Writing

Sebuah Keputusan

Sumber: Unsplash

“Jadi gimana, Mas?”

Sekali lagi aku mendengar pertanyaannya. Aku tidak tahu. Sungguh aku tak tahu.

Seharusnya malam ini kami sudah siap-siap. Besok, kami akan pergi menuju kota yang selama ini diidamkan istriku. Ia sudah lama menanti kesempatan ini sejak aku meminangnya dari ayahnya. Aku berjanji kepadanya untuk ke sana berdua. Akhirnya aku menabung sedikit demi sedikit dari kerja paruh waktuku. Kerja yang aku sempatkan di sela-sela waktu mengerjakan tesisku.

“Gimana jadinya ya, Mas?”

Tidak tahu. Sungguh aku pun tidak tahu. Aku tidak berharap hal ini terjadi, sehingga rencana kami jauh-jauh hari akan berantakan.

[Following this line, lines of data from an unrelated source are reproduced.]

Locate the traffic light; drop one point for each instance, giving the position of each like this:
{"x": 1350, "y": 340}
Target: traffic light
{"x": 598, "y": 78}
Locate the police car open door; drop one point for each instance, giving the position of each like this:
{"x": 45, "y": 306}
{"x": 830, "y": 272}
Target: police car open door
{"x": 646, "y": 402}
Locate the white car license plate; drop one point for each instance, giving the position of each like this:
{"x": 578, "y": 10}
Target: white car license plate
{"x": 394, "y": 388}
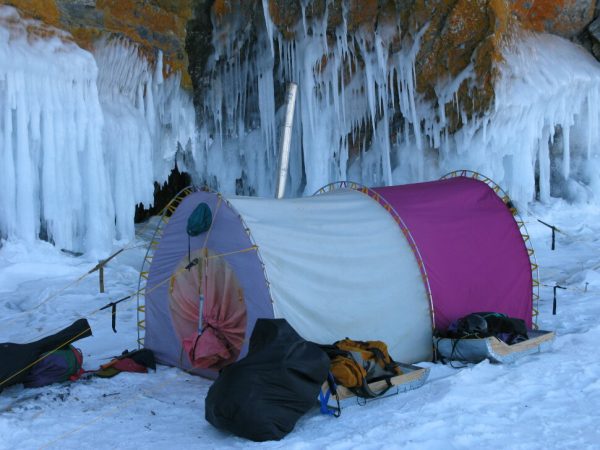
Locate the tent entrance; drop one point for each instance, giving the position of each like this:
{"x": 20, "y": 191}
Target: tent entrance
{"x": 208, "y": 310}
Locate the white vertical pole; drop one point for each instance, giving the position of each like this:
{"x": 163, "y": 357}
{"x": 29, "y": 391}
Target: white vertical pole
{"x": 286, "y": 139}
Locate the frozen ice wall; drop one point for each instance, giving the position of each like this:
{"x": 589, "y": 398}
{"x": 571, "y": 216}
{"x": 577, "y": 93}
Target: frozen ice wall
{"x": 83, "y": 136}
{"x": 149, "y": 122}
{"x": 53, "y": 177}
{"x": 359, "y": 116}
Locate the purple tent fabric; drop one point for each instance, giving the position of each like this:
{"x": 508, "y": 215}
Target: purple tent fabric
{"x": 227, "y": 236}
{"x": 471, "y": 247}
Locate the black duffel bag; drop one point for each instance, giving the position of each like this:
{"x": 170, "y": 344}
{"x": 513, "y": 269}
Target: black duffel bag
{"x": 262, "y": 396}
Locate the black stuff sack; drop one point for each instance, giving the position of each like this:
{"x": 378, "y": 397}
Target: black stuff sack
{"x": 17, "y": 359}
{"x": 262, "y": 396}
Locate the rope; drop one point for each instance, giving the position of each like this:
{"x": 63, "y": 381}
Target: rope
{"x": 130, "y": 246}
{"x": 574, "y": 289}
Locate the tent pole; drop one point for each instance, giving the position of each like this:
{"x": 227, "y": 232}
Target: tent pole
{"x": 286, "y": 138}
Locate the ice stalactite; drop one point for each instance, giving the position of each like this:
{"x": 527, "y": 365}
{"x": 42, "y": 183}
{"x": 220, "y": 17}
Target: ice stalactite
{"x": 53, "y": 176}
{"x": 360, "y": 117}
{"x": 83, "y": 137}
{"x": 149, "y": 123}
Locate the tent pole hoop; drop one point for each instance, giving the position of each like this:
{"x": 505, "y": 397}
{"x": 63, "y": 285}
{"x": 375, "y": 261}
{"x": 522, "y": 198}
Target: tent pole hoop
{"x": 167, "y": 212}
{"x": 535, "y": 274}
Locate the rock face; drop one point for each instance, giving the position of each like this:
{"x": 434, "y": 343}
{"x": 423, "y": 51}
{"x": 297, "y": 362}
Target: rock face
{"x": 458, "y": 33}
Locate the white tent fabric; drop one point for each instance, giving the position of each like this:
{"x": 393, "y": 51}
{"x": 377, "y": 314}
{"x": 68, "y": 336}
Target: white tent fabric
{"x": 339, "y": 262}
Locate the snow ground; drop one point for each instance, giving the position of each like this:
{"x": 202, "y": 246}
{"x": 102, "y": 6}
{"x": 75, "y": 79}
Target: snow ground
{"x": 547, "y": 400}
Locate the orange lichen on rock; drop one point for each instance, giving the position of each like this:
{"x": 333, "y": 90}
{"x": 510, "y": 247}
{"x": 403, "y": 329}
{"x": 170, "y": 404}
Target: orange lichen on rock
{"x": 563, "y": 17}
{"x": 44, "y": 10}
{"x": 153, "y": 25}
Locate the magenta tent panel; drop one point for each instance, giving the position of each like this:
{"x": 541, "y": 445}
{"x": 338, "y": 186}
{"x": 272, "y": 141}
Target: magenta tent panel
{"x": 471, "y": 247}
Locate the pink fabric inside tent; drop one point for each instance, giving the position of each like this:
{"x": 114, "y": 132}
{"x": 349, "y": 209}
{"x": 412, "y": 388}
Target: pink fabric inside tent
{"x": 223, "y": 316}
{"x": 471, "y": 247}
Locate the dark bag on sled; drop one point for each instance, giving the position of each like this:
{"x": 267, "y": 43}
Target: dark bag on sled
{"x": 262, "y": 396}
{"x": 61, "y": 365}
{"x": 355, "y": 364}
{"x": 485, "y": 324}
{"x": 17, "y": 359}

Kemarin sore aku baru dapat e-mail dari dosenku, bahwa giliranku praktikum wajib adalah di hari keberangkatan kami. Aku sudah berusaha menghubungi teman-temanku untuk bertukar giliran karena tiket dan akomodasi sudah di tangan sejak jauh-jauh hari. Namun, temanku tidak ada satu pun yang membalas. Membaca pesanku pun enggan. Aku paham, karena minggu ini memang minggu liburan, semua orang sudah memiliki agenda masing-masing.

Minggu ini kesempatan terakhir untuk kami pergi. Karena minggu depan kami pasti ditolak oleh maskapai. Istriku sudah hamil besar dan peraturan sangat ketat untuk mengizinkan wanita hamil bepergian. Ini adalah anak pertamaku dan setelahnya kami pasti akan lebih fokus merawatnya. Uang hasil kerja paruh waktuku akan ditabung untuk kebutuhannya.

Namun praktikum ini wajib untukku. Jika tidak ikut, aku akan mengulang tahun depan. Sedangkan beasiswaku juga berbatas waktu. Aku tidak dapat melanjutkan pendidikan jika aku tidak selesai tepat waktu. Aku tidak punya cukup biaya untuk melanjutkan pendidikan di sini sendiri.

“Maaf ya, Dek.”

Akhirnya kata itu yang bisa aku ucapkan.

Istriku menunduk. Lalu pergi ke dapur untuk mencuci piring.

Aku tahu dia kecewa. Sangat kecewa. Dan aku tidak bisa memaksanya untuk segera menerima lapang keputusanku. Isakannya yang terdengar dari dapur terasa jauh menyakitkan dibandingkan kehilangan uang tiket dan akomodasi seharga tiga bulan biaya makan kami.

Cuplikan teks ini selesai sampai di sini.